The euro dropped to $1.3281 as of 11:38 a.m. in Tokyo from $1.3308 in New York yesterday, when it touched $1.3433, the highest level since Dec. 14. The single currency fell to 109.05 yen from 109.17 yesterday, when it reached 110.24, the strongest since Dec. 21. The dollar was at 82.11 yen from 82.04 yen yesterday, when it touched 82.28 yen, the most since Dec. 29.
Portugal, Poland Auctions
Europe’s currency extended last year’s 6.5 percent loss into 2011. Portugal will today be the first of Europe’s high- deficit nations to test investor demand this year after the threat of default forced Greece and Ireland to seek bailouts in 2010. The government debt agency plans to auction 500 million euros ($665 million) of bills repayable in July.

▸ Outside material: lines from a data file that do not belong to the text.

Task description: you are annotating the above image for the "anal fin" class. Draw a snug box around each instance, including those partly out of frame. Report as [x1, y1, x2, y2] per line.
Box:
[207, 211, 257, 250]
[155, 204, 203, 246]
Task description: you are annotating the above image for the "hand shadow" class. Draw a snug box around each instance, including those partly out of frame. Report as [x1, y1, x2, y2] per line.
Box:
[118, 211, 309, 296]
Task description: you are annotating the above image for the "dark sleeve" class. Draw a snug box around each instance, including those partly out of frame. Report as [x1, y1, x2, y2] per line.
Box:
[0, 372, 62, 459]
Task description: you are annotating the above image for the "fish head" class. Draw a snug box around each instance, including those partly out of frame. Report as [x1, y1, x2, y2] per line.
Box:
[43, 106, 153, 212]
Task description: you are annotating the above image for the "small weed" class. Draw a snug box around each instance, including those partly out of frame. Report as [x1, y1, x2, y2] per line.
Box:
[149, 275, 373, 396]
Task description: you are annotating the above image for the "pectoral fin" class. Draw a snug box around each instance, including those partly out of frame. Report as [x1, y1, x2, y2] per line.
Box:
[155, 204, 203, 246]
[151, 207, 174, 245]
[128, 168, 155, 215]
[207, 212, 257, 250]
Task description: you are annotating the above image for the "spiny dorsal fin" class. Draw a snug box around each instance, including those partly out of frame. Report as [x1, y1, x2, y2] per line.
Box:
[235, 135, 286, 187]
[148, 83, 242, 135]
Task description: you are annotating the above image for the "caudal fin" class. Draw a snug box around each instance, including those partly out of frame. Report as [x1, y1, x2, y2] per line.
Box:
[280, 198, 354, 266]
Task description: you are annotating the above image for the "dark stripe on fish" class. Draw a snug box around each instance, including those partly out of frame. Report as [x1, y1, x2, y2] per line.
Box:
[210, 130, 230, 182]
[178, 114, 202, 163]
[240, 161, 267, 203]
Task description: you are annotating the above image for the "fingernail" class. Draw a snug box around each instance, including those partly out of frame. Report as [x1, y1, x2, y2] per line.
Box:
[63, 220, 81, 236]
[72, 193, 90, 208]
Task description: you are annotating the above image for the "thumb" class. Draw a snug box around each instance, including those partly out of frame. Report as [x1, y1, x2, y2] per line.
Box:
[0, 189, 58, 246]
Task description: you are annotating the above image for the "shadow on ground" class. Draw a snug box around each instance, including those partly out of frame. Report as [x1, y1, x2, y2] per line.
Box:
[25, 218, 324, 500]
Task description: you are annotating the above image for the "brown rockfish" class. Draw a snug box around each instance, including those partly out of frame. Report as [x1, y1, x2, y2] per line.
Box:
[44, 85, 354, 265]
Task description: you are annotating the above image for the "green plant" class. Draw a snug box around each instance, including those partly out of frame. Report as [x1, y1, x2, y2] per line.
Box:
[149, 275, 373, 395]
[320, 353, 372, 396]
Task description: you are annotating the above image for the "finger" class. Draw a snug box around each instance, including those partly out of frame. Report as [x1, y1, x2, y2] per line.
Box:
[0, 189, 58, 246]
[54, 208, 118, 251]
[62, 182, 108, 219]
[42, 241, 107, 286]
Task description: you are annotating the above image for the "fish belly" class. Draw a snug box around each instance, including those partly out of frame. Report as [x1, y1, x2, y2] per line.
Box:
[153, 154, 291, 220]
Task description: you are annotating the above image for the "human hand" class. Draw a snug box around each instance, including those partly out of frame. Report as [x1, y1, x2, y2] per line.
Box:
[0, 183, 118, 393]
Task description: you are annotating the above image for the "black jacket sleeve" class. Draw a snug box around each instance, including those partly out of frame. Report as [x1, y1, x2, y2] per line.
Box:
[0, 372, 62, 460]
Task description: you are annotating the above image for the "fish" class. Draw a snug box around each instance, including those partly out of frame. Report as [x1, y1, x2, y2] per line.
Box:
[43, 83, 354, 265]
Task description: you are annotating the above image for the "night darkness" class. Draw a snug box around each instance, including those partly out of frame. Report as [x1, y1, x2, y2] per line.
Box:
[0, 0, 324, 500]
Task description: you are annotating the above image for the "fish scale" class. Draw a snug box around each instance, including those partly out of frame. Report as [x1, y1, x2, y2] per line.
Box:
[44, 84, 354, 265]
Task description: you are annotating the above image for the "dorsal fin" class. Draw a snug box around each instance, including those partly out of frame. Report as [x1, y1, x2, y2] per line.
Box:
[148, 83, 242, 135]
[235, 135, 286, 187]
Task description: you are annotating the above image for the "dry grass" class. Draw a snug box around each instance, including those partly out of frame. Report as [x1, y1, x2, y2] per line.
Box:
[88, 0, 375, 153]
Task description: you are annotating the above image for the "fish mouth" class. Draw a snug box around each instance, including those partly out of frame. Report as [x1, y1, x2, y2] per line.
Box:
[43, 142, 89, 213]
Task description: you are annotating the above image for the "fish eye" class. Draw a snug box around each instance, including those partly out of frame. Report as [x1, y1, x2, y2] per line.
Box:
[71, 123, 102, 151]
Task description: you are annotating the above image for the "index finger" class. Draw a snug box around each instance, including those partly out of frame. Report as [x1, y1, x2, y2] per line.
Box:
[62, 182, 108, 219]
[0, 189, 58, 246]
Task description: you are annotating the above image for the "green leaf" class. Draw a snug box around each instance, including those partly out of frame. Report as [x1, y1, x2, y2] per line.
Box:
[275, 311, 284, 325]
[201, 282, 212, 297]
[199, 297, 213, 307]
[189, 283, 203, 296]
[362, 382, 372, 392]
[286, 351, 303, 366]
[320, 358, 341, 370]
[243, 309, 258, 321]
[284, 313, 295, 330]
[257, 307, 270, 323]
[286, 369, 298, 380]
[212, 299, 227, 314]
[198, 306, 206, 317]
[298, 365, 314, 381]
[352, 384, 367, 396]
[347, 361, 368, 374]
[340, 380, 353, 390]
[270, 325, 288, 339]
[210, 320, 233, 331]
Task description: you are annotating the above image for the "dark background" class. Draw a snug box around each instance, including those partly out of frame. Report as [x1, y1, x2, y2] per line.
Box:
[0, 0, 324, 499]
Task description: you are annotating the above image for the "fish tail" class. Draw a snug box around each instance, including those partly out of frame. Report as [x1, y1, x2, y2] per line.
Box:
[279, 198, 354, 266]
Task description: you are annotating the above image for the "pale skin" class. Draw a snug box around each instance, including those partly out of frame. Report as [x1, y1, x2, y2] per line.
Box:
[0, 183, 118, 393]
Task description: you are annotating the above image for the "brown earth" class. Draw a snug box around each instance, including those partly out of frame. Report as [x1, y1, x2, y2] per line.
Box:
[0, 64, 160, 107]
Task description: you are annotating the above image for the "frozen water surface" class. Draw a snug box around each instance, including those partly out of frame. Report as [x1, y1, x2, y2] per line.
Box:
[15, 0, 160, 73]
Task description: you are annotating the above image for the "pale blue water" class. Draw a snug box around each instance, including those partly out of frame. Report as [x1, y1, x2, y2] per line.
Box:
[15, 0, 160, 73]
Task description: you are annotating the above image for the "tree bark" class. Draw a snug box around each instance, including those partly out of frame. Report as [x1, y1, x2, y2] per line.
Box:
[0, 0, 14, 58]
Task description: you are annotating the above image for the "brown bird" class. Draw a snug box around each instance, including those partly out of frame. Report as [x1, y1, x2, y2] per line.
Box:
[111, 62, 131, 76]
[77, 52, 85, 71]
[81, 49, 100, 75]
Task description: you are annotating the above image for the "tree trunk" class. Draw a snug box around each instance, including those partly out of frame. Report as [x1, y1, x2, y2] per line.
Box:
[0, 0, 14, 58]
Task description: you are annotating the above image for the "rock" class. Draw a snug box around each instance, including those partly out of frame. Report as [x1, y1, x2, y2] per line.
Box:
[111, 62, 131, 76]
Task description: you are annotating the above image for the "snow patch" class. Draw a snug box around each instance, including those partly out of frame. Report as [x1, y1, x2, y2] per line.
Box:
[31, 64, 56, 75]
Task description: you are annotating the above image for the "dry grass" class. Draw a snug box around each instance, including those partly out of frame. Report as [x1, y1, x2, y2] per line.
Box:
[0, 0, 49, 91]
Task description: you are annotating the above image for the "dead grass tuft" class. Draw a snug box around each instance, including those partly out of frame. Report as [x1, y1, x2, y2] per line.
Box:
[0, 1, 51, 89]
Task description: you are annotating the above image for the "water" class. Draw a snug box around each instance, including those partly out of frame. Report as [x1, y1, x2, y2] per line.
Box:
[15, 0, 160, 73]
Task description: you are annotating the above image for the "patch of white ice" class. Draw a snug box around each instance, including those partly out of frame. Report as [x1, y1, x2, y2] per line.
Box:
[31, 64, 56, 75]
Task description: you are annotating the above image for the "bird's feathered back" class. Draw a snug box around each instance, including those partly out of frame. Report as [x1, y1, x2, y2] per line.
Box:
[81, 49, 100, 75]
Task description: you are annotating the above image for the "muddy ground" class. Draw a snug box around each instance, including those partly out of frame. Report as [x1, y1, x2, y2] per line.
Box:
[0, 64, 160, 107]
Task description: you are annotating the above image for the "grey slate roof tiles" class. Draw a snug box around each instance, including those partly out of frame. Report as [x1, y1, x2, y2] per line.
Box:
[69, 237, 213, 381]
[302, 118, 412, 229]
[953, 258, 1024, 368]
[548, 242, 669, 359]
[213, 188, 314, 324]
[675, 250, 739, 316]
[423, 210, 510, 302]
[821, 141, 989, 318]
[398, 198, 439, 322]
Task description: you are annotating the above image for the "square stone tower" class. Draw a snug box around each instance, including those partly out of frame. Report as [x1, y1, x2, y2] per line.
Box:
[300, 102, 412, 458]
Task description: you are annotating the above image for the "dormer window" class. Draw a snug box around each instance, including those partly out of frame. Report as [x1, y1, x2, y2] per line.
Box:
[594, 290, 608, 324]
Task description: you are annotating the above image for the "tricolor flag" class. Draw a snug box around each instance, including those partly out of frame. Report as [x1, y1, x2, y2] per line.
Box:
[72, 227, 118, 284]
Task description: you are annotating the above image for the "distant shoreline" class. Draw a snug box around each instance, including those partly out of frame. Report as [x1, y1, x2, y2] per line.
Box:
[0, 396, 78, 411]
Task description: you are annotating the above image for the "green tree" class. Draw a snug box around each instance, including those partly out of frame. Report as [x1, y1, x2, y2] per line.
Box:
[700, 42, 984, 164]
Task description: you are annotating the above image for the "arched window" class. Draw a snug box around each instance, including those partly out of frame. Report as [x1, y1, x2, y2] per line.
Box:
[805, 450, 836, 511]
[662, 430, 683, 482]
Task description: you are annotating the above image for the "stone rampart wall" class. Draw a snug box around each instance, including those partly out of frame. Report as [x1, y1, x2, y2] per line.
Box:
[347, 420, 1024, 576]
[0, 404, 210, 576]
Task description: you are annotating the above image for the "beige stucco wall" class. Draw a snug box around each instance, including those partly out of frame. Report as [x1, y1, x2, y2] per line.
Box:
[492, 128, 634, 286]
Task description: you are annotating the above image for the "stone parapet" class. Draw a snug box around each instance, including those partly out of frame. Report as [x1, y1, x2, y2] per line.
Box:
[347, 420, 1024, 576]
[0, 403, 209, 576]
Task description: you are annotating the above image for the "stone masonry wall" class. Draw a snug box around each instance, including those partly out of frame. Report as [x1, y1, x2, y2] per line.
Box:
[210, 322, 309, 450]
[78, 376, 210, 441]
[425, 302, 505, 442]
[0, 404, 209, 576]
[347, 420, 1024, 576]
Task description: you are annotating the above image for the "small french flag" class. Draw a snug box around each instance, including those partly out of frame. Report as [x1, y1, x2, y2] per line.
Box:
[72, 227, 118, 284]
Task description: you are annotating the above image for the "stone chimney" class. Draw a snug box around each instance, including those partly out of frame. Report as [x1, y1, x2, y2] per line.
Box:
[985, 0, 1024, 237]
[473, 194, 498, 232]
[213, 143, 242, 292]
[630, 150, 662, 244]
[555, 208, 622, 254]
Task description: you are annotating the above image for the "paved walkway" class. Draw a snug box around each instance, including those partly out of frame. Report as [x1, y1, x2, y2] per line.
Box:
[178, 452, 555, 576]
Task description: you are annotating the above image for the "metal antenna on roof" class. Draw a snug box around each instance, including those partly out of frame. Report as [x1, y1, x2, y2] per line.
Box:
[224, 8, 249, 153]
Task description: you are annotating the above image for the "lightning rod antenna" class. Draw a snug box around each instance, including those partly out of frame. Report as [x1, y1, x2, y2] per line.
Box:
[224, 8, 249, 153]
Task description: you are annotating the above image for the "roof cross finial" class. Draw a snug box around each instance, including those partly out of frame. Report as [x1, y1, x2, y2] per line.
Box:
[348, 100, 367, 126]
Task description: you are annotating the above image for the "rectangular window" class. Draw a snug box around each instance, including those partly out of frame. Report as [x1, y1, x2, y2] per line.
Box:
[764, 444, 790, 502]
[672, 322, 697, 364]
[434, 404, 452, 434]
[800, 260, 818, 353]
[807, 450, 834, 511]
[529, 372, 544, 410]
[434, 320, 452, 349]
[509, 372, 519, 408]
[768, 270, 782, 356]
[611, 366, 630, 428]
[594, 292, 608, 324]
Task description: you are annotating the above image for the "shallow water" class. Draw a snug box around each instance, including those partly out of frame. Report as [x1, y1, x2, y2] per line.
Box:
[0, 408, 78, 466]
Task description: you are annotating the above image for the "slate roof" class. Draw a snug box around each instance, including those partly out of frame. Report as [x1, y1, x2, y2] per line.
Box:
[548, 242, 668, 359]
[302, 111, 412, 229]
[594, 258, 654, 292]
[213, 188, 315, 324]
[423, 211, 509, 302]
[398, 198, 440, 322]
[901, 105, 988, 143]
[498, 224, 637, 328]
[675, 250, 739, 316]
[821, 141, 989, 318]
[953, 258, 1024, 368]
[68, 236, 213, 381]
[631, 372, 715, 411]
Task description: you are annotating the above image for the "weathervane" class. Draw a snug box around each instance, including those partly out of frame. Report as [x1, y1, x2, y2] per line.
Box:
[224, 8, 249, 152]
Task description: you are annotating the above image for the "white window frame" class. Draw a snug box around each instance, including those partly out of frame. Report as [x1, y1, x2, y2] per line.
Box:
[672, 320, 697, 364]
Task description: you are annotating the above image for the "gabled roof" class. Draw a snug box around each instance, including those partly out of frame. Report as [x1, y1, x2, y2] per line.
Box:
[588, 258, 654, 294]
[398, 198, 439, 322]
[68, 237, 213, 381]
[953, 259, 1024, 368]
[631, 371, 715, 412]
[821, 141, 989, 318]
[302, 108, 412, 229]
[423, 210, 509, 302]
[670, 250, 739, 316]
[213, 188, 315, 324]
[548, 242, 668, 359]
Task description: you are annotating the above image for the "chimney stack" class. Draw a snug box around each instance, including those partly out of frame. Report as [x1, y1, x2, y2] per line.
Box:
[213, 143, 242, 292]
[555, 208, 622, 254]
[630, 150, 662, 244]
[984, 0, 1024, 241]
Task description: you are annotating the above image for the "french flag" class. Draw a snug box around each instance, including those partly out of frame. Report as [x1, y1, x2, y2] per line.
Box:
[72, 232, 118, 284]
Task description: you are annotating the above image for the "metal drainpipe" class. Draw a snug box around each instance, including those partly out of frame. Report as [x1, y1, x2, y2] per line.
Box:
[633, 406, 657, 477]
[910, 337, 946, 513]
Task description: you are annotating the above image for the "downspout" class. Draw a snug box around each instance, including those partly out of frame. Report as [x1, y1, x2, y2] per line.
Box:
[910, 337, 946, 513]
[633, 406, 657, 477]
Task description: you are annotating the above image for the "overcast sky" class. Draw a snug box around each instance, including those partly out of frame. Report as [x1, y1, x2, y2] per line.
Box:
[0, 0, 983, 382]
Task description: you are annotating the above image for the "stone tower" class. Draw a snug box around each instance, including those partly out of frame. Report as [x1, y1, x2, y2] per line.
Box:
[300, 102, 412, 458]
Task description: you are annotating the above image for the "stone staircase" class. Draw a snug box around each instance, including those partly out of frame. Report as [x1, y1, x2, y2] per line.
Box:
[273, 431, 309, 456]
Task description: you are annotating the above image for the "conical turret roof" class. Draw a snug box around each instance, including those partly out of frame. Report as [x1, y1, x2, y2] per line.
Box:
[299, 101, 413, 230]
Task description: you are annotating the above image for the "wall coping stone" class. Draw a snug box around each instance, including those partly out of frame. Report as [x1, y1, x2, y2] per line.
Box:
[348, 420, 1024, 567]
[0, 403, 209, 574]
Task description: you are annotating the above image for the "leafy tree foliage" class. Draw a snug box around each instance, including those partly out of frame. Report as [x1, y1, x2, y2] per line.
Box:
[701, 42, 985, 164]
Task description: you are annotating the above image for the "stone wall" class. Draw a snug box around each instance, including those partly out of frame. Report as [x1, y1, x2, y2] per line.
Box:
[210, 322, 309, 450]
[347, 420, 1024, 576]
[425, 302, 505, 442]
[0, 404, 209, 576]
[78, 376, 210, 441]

Poland may sell as much as 6.5 billion zloty ($2.2 billion) of January 2013 and April 2016 bonds, according to the Finance Ministry. The two-year yield is likely to be at least 4.9 percent, the highest level since an auction in February, and the five-year debt will yield at least 5.6 percent, the most since December 2009, according to analysts at PKO Bank Polski SA, ING Bank Slaski SA and Bank Handlowy SA, and data compiled by Bloomberg.
Average prices for Irish homes declined 4.8 percent to 220,000 euros in the fourth quarter, the biggest drop since the last quarter of 2009, after a 3.7 percent slip in the previous three months, Dublin-based Daft said in a report today. Prices have dropped 40 percent from a peak of more than 365,000 euros in mid-2007, it said.
The greenback strengthened versus all of its 16 major counterparts on speculation another U.S. report will show companies added the most jobs in three years, burnishing the appeal of U.S. assets.
‘Bolstering Optimism’
“A string of upbeat economic news is bolstering optimism about the U.S. recovery,” said Mike Jones, a currency strategist at Bank of New Zealand Ltd. in Wellington. “This is contributing to a firmer dollar.”
U.S. employment rose by 100,000 in December, the most since November 2007, according to a Bloomberg survey of economists before the ADP Employer Services report today. The Institute for Supply Management’s non-manufacturing index, which covers about 90 percent of the economy, rose to 55.7 in December, the highest since May 2006, another survey showed before today’s data. A reading higher than 50 signals growth.
The Dollar Index, which tracks the greenback against the currencies of six major U.S. trading partners including the euro and the yen, rose 0.2 percent to 79.558.
South Korea’s won fell the most in two weeks as overseas investors sold more local shares than they bought for the first time in three days and signs of a recovery in the U.S. economy eroded the yield advantage of the nation’s assets.
Difference in Yields
The difference in yields between South Korea’s five-year bonds and similar-maturity notes in the U.S. has shrunk to 218 basis points from a high of 302 basis points on Nov. 11, according to data compiled by Bloomberg. Data released yesterday by the U.S. Commerce Department showed factory orders rose unexpectedly in November.
“An improving U.S. economy and a stronger dollar may prompt investors to turn their attention away from Korea and to developed nations,” said Yun Se Min , a currency trader at Busan Bank in Seoul. “That can limit flows, but Korea’s economy is still one of the most promising in the emerging markets so I think we will see continual flows from overseas this year.”
The won slid 0.3 percent to 1,124.64 per dollar, according to data compiled by Bloomberg. The daily drop was the largest since Dec. 21.